Manila senior accepts appointment to U.S. Air Force Academy
Daniel Hilligrass, Manila High School senior, was offered and accepted an appointment to the United States Air Force Academy. He received all three congressional nominations, one from Representative Marion Berry, Senator Blanche Lincoln, and Senator Mark Pryor. Congressman Berry's office called and congratulated Daniel while he was in New York on spring break.
Daniel is the son of Jay and LuAnne Hilligrass of Manila, grandson of Bill Bradshaw of Flint, Mich., Harriet Bradshaw of Hot Springs and Edward and Maria Hilligrass of Johnsonville, N.Y. He is the great-grandson of Willie L. O'Neill of Manila.
While attending Manila High School, Daniel has been active in FBLA, FCCLA, Beta Club, Quiz Bowl, Year Book, Victorious Christian Youth, Student Council, Choir, French and Science Clubs. He has consistently maintained a perfect 4.0 GPA, has had all A's on every report card since kindergarten. Daniel plays baseball on the high school team, and is one of the Valedictorians of his graduating class. He is the only high school student in Arkansas to make the all-state choir four years in a row.
Daniel earned his private pilot's license last October after receiving a $1,000 grant from the Manila Pilot's Association of which he is a member. He will work on getting his soaring (glider) license this spring.
He is active in his church, Manila First Assembly of God, where he has assisted in making and distributing food baskets for those in the community in need plus teaches the Sunday evening nursery school class. Daniel has also sung in the Community Christmas Cantata at the First Baptist Church in Manila for the past three years, announced at Manila Lions home basketball games, and sang the National Anthem at numerous events including the Manila Air Shows.
Daniel's parents are very proud of him.
"He has grown to be a fine young man. He is a good Christian and the values instilled in him aren't just beliefs. These beliefs he tries to live by everyday. Daniel is ready to make the choices that will shape the rest of his life and the lives of those around him. As parents we have been blessed and give God all the glory," Mr. and Mrs. Hilligrass said.
About becoming a cadet:
Each year over 11,000 young men and women initiate applications to the USAF Academy. Approximately 8,000 have the potential to qualify as candidates but only about 3,000 complete the process and receive the necessary nominations. Of those 3,000 who receive nominations, only 1,300 will eventually be appointed. The process starts with a mountain of paperwork to see if the candidates have the "Right Stuff". Next applicants must send a certified copy of their high school transcripts with a letter of recommendation from the high school counselor. The Air Force pays for a complete physical. Following the physical applicants complete a physical aptitude test, which measures a candidate's strength, agility, coordination and speed. Additionally, each candidate must write an essay on why they want to be an Air Force Officer.
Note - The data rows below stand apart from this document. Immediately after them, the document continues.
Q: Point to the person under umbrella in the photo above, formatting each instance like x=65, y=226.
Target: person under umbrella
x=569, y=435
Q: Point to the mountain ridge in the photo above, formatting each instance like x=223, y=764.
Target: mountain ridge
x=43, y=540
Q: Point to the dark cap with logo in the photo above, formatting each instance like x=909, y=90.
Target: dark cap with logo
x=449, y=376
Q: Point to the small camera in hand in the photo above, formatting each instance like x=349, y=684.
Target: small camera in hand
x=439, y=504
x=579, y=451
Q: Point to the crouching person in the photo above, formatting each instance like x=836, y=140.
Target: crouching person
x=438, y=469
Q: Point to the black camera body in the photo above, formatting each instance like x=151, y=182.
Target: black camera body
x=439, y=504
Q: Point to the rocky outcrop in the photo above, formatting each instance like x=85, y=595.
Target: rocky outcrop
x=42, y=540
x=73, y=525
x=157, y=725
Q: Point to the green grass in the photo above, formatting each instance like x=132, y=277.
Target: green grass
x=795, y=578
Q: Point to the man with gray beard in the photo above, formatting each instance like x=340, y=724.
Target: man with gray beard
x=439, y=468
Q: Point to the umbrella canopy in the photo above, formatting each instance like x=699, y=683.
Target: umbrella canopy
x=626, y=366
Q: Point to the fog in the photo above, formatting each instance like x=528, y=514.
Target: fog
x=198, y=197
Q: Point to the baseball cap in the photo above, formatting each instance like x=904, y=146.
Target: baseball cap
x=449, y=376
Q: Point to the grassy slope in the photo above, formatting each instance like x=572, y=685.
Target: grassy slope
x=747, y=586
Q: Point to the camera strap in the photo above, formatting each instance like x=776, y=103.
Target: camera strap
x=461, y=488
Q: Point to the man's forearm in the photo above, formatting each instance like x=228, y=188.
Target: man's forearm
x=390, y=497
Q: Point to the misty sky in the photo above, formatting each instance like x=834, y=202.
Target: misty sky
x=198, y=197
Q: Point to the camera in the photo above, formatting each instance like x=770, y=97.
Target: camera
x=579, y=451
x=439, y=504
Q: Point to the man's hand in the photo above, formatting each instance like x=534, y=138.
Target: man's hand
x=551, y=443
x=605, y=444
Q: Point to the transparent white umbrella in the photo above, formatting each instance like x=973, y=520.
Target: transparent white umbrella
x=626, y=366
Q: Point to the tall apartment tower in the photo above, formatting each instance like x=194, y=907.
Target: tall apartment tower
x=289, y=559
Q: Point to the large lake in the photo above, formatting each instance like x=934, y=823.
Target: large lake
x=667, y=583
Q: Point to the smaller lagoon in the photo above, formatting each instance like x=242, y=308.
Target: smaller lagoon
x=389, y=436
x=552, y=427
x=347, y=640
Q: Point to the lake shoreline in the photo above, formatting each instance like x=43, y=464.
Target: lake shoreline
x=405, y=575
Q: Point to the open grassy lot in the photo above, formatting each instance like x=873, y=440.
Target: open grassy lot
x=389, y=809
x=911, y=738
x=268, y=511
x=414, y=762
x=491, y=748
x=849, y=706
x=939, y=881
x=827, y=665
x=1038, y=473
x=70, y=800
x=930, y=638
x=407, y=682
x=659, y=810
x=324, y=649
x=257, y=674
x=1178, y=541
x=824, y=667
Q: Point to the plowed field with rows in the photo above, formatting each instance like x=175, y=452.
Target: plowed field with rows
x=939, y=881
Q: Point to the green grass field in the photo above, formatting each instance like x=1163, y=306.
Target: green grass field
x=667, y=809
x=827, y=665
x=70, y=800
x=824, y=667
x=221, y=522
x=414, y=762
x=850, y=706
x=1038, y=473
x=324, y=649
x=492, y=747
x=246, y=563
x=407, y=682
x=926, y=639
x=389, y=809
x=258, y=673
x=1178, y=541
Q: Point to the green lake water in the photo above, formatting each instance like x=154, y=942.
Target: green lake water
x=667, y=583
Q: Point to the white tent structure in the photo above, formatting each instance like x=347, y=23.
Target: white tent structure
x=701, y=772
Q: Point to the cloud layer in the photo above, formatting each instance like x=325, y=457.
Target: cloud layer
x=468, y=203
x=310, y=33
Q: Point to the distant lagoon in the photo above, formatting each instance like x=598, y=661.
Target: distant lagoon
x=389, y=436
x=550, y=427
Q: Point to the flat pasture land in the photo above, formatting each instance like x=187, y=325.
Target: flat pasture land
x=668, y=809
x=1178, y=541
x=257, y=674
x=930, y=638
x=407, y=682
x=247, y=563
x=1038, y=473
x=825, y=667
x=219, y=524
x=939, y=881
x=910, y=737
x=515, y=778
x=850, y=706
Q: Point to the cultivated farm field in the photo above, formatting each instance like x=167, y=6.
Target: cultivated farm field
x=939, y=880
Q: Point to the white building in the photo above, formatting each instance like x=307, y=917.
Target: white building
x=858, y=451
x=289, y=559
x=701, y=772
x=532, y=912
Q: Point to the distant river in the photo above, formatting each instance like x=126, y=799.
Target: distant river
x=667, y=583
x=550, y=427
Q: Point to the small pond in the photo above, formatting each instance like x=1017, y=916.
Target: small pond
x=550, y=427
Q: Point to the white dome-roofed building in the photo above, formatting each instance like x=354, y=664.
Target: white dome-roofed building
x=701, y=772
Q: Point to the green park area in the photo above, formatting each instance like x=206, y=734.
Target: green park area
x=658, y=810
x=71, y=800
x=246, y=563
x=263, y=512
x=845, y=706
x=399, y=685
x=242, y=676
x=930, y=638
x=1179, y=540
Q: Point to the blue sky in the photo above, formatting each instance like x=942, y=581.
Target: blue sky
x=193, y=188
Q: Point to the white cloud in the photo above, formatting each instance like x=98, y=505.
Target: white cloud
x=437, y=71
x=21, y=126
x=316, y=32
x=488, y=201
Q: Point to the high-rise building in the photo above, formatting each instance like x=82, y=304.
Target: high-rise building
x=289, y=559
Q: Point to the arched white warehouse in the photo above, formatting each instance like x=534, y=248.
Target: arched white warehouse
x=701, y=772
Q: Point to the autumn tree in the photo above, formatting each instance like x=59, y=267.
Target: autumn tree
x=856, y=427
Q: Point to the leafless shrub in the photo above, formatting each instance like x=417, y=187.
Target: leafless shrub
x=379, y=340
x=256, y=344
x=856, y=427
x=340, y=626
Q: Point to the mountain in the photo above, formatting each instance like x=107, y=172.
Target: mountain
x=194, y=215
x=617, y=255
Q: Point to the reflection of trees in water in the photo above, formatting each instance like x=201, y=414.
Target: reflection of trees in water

Finally, a designated Academy Liaison Officer, will conduct a personal interview. He will write his observations, thoughts and recommendations and send them to the Academy. As with all of the Military Academies, you must be at least 17 years old but not older than 23 years old on July 1st of the year of appointment, be unmarried and have no legal obligation to support children.
About the Air Force Academy:
The United States Air Force Academy is located just north of Colorado Springs, Colo. It sits on a ridge 7,258 feet above sea level at the base of the Rocky Mountains. The 14,110-foot panoramic view of Pikes Peak to the south is breathtaking and to the east, cadets can view the Academy airport from their dorm rooms. All of the cadets will fly sailplanes and most will learn to parachute during their four years at the Academy.
The Air Force Academy has produced some of the world's finest officers such as Lt. General Bradley Hosmer. A graduate of the class of '59 at the Air Force Academy, Lt. General Hosmer rose through the military ranks as a navigator, pilot, forward air-combat controller, to become the vice director of the Joint Staff, president of the National Defense University, inspector general of the Air Force and finally served his last tour of duty as the superintendent of the Air Force Academy. He is just one shining example of the very first Air Force Academy cadets. Many have gone on since to lead the Air Force and others have separated from military service to become leaders in private industry.
Daniel said he would like to thank a few of those who have helped him out along the way. They are Jimmy White (major USAF retired and his flight instructor), Tim Bragg, Larry "Whiz" Davis, Dr. Robert Flannigan, Major Paul Rowlett, the Manila High School teachers, staff and counselors (past and present) and all of his friends and family who have supported him.
Daniel will fly to Colorado Springs on July 1 for Basic Cadet Training and start instruction when the fall semester begins.